Posted by taizou at 2014-02-27 01:18:03 Hummer Software, Plug & play

So I've covered a cart-based handheld, an all-in-one handheld, a multicart and a clone; you may be wondering at this point, is there an area of obscure low-budget Chinese console gaming I haven't yet poked my nose into? why yes of course there are several of them. but today I'll be taking a look into the magical world of the plug & play controller, a class of devices that predated (and have now been mostly displaced by) those aforementioned all-in-one handhelds.

These began as straightforward Famicom clones which took advantage of smaller NES-on-a-chip hardware to dispense with the console and squeeze the whole package into a controller which plugged directly into your TV; possibly one of the first was the early/mid-90s IQ-901 from famiclone pioneers Micro Genius but the form was later popularised in the late 90s by the interminable N64 controller lookalikes like the Mega Joy and Super Joy and Power Joy (and probably some other types of joy), all of which came bundled with collections of very much unauthorised copies of old NES games.
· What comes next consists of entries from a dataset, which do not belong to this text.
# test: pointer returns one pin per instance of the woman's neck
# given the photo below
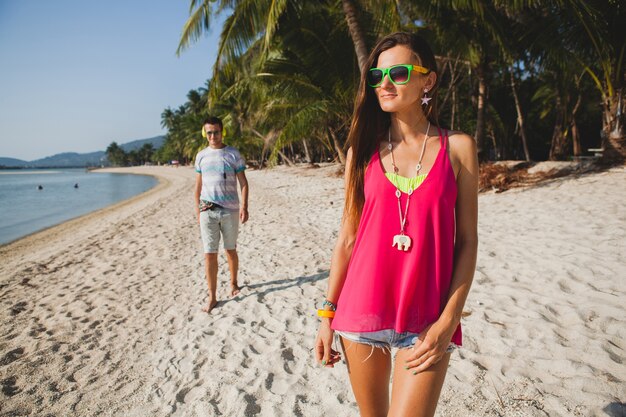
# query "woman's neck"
(408, 126)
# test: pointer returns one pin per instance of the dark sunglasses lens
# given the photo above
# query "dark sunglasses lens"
(374, 77)
(399, 74)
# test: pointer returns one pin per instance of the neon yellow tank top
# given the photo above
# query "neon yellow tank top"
(403, 183)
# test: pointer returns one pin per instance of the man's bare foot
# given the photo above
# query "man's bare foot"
(234, 290)
(207, 308)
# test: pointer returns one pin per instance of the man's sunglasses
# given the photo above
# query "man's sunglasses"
(398, 74)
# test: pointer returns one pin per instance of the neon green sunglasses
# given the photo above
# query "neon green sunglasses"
(398, 74)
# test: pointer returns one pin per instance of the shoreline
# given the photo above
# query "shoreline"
(59, 229)
(103, 318)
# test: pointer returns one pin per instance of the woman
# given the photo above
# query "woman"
(406, 252)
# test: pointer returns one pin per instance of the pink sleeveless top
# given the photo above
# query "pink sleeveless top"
(390, 289)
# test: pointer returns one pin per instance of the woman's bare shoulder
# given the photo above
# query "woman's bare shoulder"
(462, 145)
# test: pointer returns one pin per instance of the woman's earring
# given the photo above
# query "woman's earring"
(425, 98)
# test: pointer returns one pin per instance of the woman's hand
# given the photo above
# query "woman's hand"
(324, 353)
(430, 346)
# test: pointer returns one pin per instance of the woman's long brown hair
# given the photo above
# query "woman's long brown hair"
(370, 123)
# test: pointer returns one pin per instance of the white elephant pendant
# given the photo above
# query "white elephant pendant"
(403, 242)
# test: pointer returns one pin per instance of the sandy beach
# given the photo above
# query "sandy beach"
(101, 315)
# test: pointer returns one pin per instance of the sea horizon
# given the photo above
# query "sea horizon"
(34, 199)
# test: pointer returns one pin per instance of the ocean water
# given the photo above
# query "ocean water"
(25, 209)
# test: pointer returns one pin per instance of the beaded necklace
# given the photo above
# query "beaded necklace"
(402, 241)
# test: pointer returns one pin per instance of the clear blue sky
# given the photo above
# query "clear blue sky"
(76, 75)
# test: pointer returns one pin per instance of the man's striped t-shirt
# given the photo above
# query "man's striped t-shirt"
(219, 169)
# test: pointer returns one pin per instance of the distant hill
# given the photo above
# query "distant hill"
(11, 162)
(72, 159)
(69, 159)
(156, 142)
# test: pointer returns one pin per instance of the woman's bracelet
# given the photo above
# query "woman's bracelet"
(326, 313)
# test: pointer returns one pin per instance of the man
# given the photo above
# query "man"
(218, 169)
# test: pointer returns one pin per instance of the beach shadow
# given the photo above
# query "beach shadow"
(615, 409)
(275, 285)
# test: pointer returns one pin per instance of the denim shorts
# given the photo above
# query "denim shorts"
(386, 339)
(216, 222)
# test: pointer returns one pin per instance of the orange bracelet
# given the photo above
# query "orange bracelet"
(326, 313)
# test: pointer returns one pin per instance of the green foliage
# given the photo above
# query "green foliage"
(286, 74)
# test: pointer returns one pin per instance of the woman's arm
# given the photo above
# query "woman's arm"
(338, 268)
(466, 239)
(434, 340)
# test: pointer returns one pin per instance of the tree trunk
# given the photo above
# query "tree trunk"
(340, 153)
(559, 140)
(480, 113)
(614, 130)
(520, 117)
(453, 107)
(574, 128)
(360, 44)
(307, 154)
(288, 161)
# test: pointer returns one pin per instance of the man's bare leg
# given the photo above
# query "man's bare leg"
(210, 269)
(233, 265)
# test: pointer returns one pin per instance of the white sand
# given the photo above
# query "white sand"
(101, 315)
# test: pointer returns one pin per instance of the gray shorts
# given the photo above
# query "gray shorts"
(215, 222)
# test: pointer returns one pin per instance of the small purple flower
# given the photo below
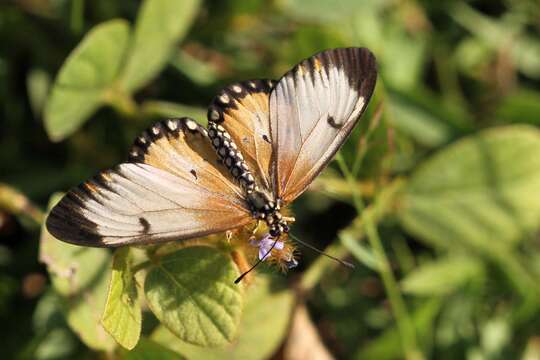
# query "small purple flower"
(265, 246)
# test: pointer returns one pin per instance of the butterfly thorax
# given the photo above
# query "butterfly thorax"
(263, 206)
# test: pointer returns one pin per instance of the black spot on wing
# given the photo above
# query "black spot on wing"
(231, 96)
(165, 128)
(145, 224)
(332, 122)
(358, 63)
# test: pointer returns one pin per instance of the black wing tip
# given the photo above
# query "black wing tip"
(229, 96)
(167, 127)
(65, 222)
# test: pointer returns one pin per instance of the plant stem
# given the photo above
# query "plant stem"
(404, 324)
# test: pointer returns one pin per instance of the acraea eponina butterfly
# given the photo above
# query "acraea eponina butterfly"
(265, 142)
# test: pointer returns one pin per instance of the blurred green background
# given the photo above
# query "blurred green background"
(436, 196)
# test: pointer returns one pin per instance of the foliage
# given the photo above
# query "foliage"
(435, 195)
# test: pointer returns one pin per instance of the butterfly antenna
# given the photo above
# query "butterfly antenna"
(260, 260)
(342, 262)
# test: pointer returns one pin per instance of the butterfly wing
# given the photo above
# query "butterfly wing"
(173, 188)
(313, 109)
(242, 109)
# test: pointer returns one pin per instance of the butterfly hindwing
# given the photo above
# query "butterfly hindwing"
(172, 189)
(242, 109)
(313, 109)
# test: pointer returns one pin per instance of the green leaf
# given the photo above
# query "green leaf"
(169, 109)
(419, 117)
(122, 317)
(483, 191)
(150, 350)
(198, 71)
(87, 73)
(264, 324)
(523, 106)
(38, 83)
(54, 340)
(321, 10)
(80, 276)
(192, 292)
(160, 25)
(388, 345)
(443, 276)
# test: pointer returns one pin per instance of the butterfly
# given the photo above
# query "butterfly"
(264, 144)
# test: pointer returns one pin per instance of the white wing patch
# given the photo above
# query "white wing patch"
(313, 109)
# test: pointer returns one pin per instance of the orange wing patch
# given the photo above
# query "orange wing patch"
(243, 110)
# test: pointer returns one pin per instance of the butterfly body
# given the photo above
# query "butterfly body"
(265, 142)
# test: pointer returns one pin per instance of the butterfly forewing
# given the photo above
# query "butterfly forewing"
(313, 109)
(172, 189)
(242, 109)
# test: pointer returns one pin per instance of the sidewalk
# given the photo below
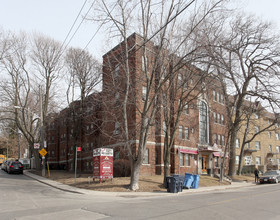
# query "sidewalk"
(67, 188)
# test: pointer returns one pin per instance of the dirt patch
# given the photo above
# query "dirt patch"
(119, 184)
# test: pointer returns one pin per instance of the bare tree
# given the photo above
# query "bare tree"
(244, 52)
(156, 22)
(84, 76)
(27, 71)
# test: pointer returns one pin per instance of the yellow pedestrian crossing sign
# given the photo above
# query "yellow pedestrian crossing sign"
(43, 152)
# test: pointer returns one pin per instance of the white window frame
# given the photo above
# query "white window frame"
(258, 161)
(144, 93)
(237, 143)
(180, 132)
(277, 136)
(117, 130)
(117, 71)
(146, 156)
(258, 145)
(186, 133)
(248, 160)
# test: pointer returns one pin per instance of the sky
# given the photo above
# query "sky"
(54, 18)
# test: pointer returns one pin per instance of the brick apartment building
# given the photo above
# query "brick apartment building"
(200, 137)
(263, 150)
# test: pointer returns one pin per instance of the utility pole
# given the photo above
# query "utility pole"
(42, 131)
(18, 140)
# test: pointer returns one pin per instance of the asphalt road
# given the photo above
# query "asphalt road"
(25, 198)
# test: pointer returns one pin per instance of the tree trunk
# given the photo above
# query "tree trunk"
(135, 172)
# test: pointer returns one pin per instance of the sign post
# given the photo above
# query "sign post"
(78, 149)
(102, 163)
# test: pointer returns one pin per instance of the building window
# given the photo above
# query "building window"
(117, 155)
(236, 159)
(146, 157)
(237, 143)
(186, 109)
(144, 93)
(257, 129)
(187, 160)
(203, 123)
(180, 80)
(222, 98)
(214, 95)
(117, 128)
(248, 160)
(164, 128)
(117, 97)
(187, 133)
(222, 120)
(180, 132)
(181, 157)
(258, 145)
(215, 117)
(258, 161)
(117, 71)
(215, 138)
(144, 63)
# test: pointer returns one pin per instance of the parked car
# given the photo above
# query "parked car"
(4, 165)
(15, 167)
(270, 176)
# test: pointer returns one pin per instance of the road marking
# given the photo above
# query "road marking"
(243, 197)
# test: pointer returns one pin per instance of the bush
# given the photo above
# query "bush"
(122, 168)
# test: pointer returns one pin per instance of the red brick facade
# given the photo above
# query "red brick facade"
(102, 121)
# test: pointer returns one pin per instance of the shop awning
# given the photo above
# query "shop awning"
(218, 154)
(188, 151)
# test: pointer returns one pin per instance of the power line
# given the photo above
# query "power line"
(78, 26)
(74, 23)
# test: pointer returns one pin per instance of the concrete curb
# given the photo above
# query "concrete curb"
(130, 194)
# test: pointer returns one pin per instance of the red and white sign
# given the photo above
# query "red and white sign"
(103, 163)
(188, 151)
(36, 146)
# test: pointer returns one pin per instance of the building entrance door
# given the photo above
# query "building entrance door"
(204, 163)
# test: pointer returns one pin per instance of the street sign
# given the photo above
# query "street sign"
(36, 145)
(43, 152)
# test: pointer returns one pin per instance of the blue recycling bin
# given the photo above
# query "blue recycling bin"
(167, 180)
(172, 185)
(179, 181)
(188, 180)
(195, 182)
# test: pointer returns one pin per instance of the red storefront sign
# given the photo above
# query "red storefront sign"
(188, 151)
(103, 163)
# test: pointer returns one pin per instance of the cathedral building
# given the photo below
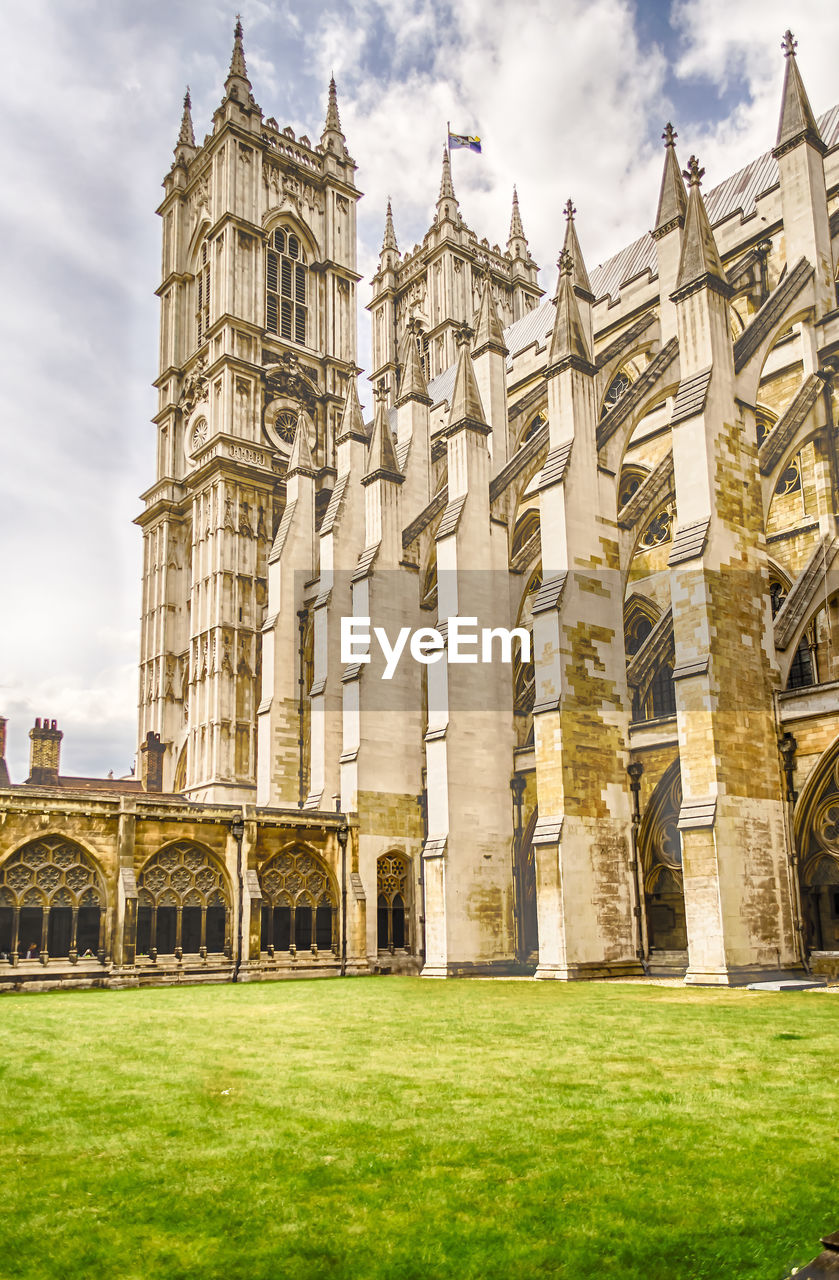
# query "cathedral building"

It was only around the early 2000s that plug & plays transcended the bootleg nature of the early stuff and went legit; in China the likes of Jungletac would start developing their own original games for Famicom-based systems, later branching out into more capable hardware from Sunplus and others, while in the US and Japan various companies got in on the act with a string of licensed releases.

The one I've got here is a later example, running a rarely seen type of 16-bit hardware. I've decided to split it into a few posts, as it has quite a lot of games and I'm going to screenshot the whole lot (not least because it's much easier to take screenshots from something with TV-out than the handheld I covered previously) - in this post I'll just cover the packaging and console.

So it's the Sunnyflyer 30 in 1 16-bit... thing! It also has a name in Japanese, ゲーム悍な将; ゲーム quite straightforwardly means "game" but as far as I can tell 悍な将 makes no sense, so there's that.

Sunnyflyer was based in Taiwan and spent most of its life as a maker of model planes - I have no idea why they decided to get into game consoles, but they did (albeit probably only rebranding from other manufacturers), and then seemingly went out of business shortly after. A lot of their old stock ended up on Taobao; there's a Sunnyflyer Famiclone that crops up there sometimes, and I've also seen a lone dance mat on a Taiwanese auction site.

The back has a game list in traditional Chinese - this important information being in Chinese does kind of betray that the Japanese text all over the front is just for show (if that wasn't already apparent from it making no sense), and the console was probably intended for the Taiwanese market all along.

The top of the box identifies it as a "plus & play" system and illustrates a flipped version of the system plugged into a clipart CRT TV, and there's even more (probably nonsensical or stolen) Japanese text.

And the bottom, with manufacturer/distributor details and such.


The other two sides just have some screenshots of the games on here, which I'll be showing you later anyway, but have these as a ...preview, I guess.

There's also the repeated text "EMG 2008 30 in 1 user gnide" which, aside from being misspelt and entirely out of place, handily reveals the year this thing was made and the hardware it runs; "EMG" is the series of game systems-on-chips made by Elan Microelectronics, the latest of which is EMG2000a, but this might use an older one.

So that's about it for the box - let's take a look at the console:

it is... a fairly ugly thing, to be honest. Control layout is quite standard - there's a little faux-analogue stick and a D-pad, plus A, B, X and Y buttons (though I have no idea if the X and Y buttons are mapped separately internally or they're just wired to A and B as is common on similar consoles - certainly no games on here do anything unique with them).

4 AA batteries go in the back, in that bulge which also helpfully makes it quite uncomfortable to hold. The battery life seems decent enough - it would be nice if you could use an AC adapter instead, but that's not the way of these things.

Anyway! That's the externals covered (there was also an instruction sheet in the box that I forgot to take a photo of, but it is both uninteresting, brief and in Chinese so you aren't missing much), next up I'll get onto the games - stay tuned!

1 Comments

Comments

1Posted by Smedis2 at 2014-02-28 00:16:40

That thing looks like a robot from a 50's B-Movie.